A crise em torno do projeto de lei antifacção, liderado pelo relator Guilherme Derrite, intensificou-se no Congresso Nacional. Inicialmente, o projeto equiparava facções criminosas a grupos terroristas, mas Derrite recuou, propondo um novo marco legal com penas mais severas. O governo celebrou essa mudança, mas a Polícia Federal (PF) expressou preocupações sobre um possível enfraquecimento da instituição e o risco de um caos jurídico.
O debate sobre a proposta ganhou força após a divulgação do Atlas da Violência, que evidenciou o aumento da criminalidade. A PF alertou que as novas diretrizes poderiam comprometer sua atuação. “O relatório não afetará a autonomia da PF”, garantiu o deputado Motta, em meio a um cenário de tensão.
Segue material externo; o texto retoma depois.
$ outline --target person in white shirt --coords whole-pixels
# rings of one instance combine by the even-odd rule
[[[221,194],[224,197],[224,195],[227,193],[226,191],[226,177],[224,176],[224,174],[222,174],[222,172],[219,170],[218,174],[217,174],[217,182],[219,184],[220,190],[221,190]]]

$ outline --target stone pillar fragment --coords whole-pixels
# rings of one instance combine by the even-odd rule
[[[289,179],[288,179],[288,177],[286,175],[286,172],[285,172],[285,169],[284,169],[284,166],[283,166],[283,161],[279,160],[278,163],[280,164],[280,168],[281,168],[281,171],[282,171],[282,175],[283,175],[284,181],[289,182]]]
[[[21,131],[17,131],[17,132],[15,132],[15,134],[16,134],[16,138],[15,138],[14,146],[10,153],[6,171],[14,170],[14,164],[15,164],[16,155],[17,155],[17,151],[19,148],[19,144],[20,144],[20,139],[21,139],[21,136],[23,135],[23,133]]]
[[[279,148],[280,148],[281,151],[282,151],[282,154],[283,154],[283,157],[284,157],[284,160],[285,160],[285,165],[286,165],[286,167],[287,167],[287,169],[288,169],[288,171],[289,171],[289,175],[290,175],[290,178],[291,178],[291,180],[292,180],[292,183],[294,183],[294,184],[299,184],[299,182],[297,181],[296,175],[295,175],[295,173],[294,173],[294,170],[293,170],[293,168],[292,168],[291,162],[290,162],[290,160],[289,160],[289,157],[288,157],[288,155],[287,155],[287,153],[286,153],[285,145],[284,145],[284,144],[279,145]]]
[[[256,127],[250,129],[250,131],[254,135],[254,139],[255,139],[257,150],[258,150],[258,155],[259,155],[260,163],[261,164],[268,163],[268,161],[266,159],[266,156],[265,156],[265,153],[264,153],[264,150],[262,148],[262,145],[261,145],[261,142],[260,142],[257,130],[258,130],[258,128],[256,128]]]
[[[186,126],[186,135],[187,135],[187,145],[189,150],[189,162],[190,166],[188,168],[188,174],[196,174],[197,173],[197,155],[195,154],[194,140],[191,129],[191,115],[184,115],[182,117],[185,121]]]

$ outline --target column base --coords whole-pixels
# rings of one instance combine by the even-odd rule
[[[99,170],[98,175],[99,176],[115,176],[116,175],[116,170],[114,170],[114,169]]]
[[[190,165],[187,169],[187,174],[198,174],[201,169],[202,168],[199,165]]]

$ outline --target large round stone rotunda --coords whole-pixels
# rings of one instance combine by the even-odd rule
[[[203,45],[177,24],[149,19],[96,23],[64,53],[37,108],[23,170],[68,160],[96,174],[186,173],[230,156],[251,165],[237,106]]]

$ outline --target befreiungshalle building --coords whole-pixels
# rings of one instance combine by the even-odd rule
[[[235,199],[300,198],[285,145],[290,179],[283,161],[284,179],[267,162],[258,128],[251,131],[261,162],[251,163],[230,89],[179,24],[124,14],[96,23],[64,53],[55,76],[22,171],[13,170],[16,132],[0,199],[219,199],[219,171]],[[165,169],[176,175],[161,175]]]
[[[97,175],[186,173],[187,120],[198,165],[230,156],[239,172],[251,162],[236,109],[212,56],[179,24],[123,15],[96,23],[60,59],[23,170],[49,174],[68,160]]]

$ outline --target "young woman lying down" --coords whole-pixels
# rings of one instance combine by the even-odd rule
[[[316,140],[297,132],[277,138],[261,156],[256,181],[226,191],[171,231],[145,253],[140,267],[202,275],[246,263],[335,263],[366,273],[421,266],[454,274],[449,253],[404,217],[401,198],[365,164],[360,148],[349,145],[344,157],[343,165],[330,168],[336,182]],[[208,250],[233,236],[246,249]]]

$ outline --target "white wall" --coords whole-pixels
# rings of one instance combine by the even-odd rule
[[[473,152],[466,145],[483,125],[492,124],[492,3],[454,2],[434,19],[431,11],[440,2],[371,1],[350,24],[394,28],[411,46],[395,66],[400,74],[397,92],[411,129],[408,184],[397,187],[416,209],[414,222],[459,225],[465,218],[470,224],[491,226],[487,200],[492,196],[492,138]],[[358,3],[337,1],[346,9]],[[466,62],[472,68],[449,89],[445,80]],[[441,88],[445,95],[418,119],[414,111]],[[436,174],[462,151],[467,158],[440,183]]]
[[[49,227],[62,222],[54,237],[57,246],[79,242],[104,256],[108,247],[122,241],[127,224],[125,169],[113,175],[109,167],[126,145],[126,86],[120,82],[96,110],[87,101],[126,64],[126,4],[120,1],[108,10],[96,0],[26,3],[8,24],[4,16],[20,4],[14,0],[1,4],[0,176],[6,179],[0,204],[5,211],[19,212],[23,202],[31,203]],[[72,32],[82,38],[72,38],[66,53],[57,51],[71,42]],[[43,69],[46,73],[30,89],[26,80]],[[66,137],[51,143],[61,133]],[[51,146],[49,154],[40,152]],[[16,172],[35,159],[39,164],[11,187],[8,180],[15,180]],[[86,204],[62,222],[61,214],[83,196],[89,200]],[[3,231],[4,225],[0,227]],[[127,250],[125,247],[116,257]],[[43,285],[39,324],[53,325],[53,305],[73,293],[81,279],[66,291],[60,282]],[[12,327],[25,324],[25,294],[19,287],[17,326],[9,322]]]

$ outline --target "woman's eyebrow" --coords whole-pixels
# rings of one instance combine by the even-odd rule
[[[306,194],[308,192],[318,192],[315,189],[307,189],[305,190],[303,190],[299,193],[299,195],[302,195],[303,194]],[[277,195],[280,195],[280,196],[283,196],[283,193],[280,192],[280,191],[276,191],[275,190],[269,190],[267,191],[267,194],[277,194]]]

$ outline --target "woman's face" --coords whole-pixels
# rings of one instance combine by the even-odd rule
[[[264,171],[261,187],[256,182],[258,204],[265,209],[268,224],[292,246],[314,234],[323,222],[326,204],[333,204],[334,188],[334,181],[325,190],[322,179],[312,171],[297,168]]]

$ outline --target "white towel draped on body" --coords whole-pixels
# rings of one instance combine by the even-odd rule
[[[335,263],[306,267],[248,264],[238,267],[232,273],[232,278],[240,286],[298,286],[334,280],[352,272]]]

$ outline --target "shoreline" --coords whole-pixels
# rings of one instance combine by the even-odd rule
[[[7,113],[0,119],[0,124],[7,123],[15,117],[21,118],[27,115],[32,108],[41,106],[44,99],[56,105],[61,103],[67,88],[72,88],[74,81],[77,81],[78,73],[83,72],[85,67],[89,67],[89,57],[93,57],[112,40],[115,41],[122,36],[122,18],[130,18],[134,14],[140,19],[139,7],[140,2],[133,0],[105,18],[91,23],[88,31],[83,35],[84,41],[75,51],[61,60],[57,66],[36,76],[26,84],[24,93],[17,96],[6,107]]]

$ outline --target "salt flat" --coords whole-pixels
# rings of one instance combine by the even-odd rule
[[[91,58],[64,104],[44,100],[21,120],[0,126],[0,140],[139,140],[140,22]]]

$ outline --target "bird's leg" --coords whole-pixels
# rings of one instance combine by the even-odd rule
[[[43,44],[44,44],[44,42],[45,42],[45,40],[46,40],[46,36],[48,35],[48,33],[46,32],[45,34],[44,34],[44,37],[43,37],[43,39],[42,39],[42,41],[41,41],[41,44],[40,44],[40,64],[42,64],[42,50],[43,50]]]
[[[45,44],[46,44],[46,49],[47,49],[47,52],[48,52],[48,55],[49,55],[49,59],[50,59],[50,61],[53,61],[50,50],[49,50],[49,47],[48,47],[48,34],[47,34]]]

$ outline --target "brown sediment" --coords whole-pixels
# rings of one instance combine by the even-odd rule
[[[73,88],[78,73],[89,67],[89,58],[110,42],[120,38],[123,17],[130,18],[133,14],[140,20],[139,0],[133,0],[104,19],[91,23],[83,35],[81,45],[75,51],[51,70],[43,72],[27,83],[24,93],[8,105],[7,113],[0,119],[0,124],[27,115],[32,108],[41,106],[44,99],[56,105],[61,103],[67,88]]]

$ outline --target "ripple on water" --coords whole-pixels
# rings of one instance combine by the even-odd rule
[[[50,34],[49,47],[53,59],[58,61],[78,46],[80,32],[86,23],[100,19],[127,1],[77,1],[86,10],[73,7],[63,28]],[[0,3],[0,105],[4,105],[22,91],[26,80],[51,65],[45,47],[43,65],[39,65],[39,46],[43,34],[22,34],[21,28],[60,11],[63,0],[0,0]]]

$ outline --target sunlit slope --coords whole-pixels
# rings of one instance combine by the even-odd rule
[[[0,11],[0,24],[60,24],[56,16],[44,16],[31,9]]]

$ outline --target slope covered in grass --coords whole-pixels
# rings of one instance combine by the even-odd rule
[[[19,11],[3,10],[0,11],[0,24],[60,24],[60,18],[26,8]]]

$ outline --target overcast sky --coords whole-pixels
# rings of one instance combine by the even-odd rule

O Procurador-Geral da República, Paulo Gonet, também se manifestou, destacando a importância de um decreto que não prejudique a legalidade das emendas pix.
Tensão no STF
A situação se agrava no Supremo Tribunal Federal (STF), onde discussões acaloradas entre os ministros Toffoli e Mendonça refletem a polarização em torno do tema. Alexandre de Moraes, por sua vez, tomou decisões impactantes relacionadas a militares e à operação Vaza Toga, gerando ainda mais incerteza sobre o futuro da legislação.
O projeto antifacção, que já provocou uma onda de críticas, continua sendo um ponto de discórdia entre os parlamentares. A necessidade de um novo marco legal contra grupos criminosos é inegável, mas as implicações sobre a autonomia da PF e a segurança jurídica permanecem em aberto. As próximas semanas serão cruciais para definir os rumos dessa discussão.